Jawabannya tentu bisa jika memang terbukti mampu meminimalisir ketidakpastian dan risiko. Dilansir dari CNBC, Jakpat merilis terkait alasan penyebab mengapa Gen-Z tidak berminat bekerja di sektor pertanian lantaran rentan risiko.
Sektor pertanian akan memiliki daya tarik jika saja mampu meningkatkan nilai ketahanan pangan dan efisiensi di sektor pertanian. Juga tentunya berdampak positif kepada kesejahteraan pelaku sektor pertanian.
Minat Gen Z atau generasi muda terjun ke sektor pertanian berbasis Smart Farming sangat dimungkinkan akan tumbuh dengan proses tahapan produksi kekinian dengan menerapkan teknologi-teknologi canggih.
Misalnya saja pengolahan lahan pada tahap pra-produksi yang sudah menggunakan alat canggih khusus, penanaman dengan mesin otomatis atau pembibitan melalui teknologi Drone, pemupukan dan pemberian pestisida di tahap produksi yang juga menggunakan teknologi Drone; serta pemanenan dengan alat otomatis terintegrasi, dan pemasaran produk berbasis digital pada tahap pasca-produksi.
Harapan ke depannya setelah Smart Farming berhasil meningkatkan minat generasi muda untuk terjun ke sektor pertanian adalah generasi muda itu akan berbalik menjadi pionir dalam kemajuan sektor pertanian berbasis Smart Farming.
Nantinya, mereka diharapkan melakukan penelitian dan inovasi di sektor pertanian berbasis Smart Farming tersebut. Hal itu sangat penting mengingat rata-rata usia petani di Indonesia didominasi oleh usia yang hampir tidak produktif lagi.
Berdasarkan sensus pertanian yang dilakukan oleh Badan Pusat Statistik, persentase petani usia 27-42 tahun (generasi milenial) hanya sebesar 25,61 %, petani usia 43-58 tahun (generasi X) sebesar 42,39 %, dan petani usia 59-77 tahun (Baby Boomer) sebesar 27,61%. Ini jelas sebuah ironi!
Generasi muda yang seharusnya punya andil lebih untuk menjadi pelaku sektor pertanian justru tidak.
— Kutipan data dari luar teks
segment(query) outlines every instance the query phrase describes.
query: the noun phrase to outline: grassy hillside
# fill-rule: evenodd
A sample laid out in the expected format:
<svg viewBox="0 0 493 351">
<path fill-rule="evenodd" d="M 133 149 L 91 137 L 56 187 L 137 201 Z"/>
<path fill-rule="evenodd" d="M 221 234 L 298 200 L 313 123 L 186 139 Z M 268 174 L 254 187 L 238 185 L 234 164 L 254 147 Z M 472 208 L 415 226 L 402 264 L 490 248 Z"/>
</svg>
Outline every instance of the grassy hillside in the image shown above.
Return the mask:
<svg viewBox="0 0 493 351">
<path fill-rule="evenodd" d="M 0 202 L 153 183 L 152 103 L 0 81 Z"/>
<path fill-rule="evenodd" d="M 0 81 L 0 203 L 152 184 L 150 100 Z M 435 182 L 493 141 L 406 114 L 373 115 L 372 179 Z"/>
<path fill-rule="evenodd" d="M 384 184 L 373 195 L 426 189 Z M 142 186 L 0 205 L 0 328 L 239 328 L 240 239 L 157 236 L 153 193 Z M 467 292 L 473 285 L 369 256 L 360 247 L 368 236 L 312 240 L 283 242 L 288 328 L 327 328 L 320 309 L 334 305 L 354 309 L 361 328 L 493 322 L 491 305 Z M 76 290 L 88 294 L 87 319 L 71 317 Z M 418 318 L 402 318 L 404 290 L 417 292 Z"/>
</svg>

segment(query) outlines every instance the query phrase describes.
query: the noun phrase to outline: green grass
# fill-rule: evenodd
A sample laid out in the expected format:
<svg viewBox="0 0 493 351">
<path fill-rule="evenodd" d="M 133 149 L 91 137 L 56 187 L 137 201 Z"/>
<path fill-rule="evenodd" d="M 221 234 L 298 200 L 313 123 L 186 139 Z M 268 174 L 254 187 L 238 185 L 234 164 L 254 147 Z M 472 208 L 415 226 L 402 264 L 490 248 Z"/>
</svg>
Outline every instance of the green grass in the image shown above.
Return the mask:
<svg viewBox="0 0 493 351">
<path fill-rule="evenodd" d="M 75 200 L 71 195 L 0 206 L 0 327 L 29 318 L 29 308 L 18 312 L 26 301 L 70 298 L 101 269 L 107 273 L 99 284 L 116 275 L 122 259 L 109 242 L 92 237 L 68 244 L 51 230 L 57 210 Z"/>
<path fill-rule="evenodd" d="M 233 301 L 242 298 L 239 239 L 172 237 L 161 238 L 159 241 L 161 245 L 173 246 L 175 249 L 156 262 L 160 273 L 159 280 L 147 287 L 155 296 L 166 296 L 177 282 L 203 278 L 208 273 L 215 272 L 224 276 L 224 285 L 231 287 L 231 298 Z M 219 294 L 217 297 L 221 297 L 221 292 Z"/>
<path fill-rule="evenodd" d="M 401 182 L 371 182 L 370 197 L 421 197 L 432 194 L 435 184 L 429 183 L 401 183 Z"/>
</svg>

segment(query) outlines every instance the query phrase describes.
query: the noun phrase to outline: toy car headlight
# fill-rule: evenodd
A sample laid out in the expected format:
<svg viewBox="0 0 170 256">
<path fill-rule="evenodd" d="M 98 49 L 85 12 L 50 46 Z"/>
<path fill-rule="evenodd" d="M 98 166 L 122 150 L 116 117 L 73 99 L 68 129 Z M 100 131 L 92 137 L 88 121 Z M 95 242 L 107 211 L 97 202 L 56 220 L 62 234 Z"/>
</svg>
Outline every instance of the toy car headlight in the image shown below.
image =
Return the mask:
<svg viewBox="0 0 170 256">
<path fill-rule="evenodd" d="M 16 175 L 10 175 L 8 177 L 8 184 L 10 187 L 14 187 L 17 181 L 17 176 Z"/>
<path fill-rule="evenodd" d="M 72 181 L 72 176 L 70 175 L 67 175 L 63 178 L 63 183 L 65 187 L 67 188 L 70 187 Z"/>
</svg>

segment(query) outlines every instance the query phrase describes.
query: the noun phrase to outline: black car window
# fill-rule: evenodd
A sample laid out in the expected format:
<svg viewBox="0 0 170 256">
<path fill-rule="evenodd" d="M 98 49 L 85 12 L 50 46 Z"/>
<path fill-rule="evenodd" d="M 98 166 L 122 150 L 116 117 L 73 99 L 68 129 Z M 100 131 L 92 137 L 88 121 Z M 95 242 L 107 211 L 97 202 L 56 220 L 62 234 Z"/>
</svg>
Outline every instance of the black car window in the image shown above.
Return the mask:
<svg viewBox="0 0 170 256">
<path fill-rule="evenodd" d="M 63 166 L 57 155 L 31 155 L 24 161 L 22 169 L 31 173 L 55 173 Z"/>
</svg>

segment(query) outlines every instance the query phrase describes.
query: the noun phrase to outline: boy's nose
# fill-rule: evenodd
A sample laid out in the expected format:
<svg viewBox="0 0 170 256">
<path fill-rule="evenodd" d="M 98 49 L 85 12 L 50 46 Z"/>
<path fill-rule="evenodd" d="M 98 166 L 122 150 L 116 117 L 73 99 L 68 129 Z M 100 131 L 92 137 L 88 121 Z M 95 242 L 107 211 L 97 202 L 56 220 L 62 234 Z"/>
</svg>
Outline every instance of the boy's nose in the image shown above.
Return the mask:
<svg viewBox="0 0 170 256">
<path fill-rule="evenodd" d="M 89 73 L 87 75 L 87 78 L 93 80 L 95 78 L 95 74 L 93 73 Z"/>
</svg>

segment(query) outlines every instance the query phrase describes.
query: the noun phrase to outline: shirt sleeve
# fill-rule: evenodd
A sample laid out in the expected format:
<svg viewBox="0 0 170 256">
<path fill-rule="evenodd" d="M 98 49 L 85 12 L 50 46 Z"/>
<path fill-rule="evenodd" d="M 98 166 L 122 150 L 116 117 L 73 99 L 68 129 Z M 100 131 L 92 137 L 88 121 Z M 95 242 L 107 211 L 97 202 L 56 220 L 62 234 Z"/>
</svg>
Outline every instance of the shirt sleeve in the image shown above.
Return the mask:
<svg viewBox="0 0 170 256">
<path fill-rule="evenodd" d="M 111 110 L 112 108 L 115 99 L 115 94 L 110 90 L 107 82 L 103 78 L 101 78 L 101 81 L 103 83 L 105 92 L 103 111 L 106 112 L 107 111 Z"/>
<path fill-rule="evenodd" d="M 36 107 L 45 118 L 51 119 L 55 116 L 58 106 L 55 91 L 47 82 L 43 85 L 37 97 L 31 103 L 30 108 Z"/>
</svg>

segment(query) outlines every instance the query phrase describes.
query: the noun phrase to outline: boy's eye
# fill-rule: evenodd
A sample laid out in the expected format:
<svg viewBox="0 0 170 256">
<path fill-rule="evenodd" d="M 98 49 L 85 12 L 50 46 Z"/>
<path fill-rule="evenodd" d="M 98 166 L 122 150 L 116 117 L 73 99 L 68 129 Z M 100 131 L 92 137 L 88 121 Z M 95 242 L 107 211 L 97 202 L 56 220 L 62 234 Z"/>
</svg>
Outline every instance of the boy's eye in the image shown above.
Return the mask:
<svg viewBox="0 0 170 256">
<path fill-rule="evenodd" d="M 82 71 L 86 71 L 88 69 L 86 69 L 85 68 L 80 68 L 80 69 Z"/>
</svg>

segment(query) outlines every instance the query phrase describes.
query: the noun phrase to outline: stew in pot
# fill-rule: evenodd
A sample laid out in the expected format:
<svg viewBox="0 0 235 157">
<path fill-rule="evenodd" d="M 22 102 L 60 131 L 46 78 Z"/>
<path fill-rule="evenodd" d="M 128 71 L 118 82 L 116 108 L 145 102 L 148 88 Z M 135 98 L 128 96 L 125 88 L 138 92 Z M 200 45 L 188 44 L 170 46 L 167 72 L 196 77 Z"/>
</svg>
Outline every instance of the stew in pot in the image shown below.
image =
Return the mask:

Oleh karena itu diharapkan bahwa pendekatan Smart Farming ini akan meningkatkan jumlah petani generasi muda.
Untuk mewujudkan hal itu tentu pemerintah tidak bisa tinggal diam saja, berikut beberapa program dasar yang dapat dipertimbangkan oleh pemerintah.
1. Memprioritaskan pemberian beasiswa S2 untuk mereka yang mempunyai topik atau konsentrasi penelitian dibidang pertanian berbasis Smart Farming, dan juga membuat porsi anggaran untuk universitas di dalam Negeri terkait Research & Development dibidang tersebut, lalu turunkan hasil pencapaian penelitian tersebut ke segala lini salah satunya ke level Sekolah Menengah Kejuruan jurusan Agribisnis dan Agroteknologi, supaya SDM untuk bidang tersebut dapat dilatih sedini mungkin.
2. Pemerintah dapat memberikan kemudahan atau insentif untuk pendirian bisnis Start-Up bidang pertanian berbasis Smart Farming, Start-Up tersebut nantinya dapat menjalin kerja sama dengan universitas, lembaga pemerintahan, atau berkontribusi langsung membantu petani-petani generasi muda di lapangan.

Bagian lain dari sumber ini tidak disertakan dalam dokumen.